Investigation of intravenous delivery of nanoliposomal topotecan for activity against orthotopic glioblastoma xenografts

Laura P. Serwer, Charles O. Noble, Karine Michaud, Daryl C. Drummond, Dmitri B. Kirpotin, Tomoko Ozawa, Michael D. Prados, John W. Park, C. David James*

*Corresponding author for this work

Research output: Contribution to journalArticlepeer-review

22 Scopus citations

Abstract

Achieving effective treatment outcomes for patients with glioblastoma (GBM) has been impeded by many obstacles, including the pharmacokinetic limitations of antitumor agents, such as topotecan (TPT).

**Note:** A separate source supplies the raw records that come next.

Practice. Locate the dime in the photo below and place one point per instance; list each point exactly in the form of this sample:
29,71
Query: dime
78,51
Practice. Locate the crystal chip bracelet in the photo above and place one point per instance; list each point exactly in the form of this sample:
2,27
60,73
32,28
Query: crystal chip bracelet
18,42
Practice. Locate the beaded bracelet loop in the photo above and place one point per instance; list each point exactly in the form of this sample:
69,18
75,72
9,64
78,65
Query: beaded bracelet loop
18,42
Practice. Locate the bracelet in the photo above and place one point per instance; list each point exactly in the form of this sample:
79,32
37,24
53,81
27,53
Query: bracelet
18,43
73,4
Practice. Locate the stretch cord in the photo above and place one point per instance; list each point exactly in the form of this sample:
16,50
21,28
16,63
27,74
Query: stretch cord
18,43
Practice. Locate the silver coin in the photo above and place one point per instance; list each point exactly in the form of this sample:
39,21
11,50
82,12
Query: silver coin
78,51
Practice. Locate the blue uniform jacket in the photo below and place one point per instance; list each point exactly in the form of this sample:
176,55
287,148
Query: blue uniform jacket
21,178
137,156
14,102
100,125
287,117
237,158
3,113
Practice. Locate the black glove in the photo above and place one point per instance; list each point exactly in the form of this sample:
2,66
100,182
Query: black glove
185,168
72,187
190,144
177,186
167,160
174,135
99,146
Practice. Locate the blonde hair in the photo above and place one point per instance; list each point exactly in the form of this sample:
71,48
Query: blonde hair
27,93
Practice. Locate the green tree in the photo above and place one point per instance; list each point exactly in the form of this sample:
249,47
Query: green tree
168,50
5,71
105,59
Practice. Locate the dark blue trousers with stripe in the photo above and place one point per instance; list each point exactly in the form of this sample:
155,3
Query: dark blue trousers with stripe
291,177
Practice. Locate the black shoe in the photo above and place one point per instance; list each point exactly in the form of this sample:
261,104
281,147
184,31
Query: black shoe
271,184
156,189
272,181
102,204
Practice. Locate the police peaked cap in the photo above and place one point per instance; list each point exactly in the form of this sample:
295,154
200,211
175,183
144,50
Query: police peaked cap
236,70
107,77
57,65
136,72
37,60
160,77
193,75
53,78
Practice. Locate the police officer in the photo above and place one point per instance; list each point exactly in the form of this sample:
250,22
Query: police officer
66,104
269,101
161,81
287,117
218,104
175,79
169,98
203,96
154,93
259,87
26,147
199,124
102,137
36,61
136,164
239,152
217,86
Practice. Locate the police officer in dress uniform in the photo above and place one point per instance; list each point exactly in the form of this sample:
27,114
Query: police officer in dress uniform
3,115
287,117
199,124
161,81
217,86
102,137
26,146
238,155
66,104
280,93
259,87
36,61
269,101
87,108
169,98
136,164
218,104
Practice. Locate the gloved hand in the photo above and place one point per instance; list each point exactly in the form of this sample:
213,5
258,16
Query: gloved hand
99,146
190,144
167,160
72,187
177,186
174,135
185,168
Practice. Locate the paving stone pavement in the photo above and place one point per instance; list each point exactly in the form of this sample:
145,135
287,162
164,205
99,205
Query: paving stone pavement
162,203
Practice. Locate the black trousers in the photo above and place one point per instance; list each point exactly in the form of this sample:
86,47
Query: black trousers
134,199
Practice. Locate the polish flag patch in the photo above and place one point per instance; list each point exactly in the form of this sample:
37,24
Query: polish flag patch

Here, we demonstrate that intravenous administration of a novel nanoliposomal formulation of TPT (nLS-TPT) extends the survival of mice with intracranial GBM xenografts, relative to administration of free TPT, because of improved biodistribution and pharmacokinetics of the liposome-formulated drug. In 3 distinct orthotopic GBM models, 3 weeks of biweekly intravenous therapy with nLS-TPT was sufficient to delay tumor growth and significantly extend animal survival, compared with treatment with free TPT (P ≤ .03 for each tumor tested). Analysis of intracranial tumors showed increased activation of cleaved caspase-3 and increased NA fragmentation, both indicators of apoptotic response to treatment with nLS-TPT. These results demonstrate that intravenous delivery of nLS-TPT is a promising strategy in the treatment of GBM and support clinical investigation of this therapeutic approach.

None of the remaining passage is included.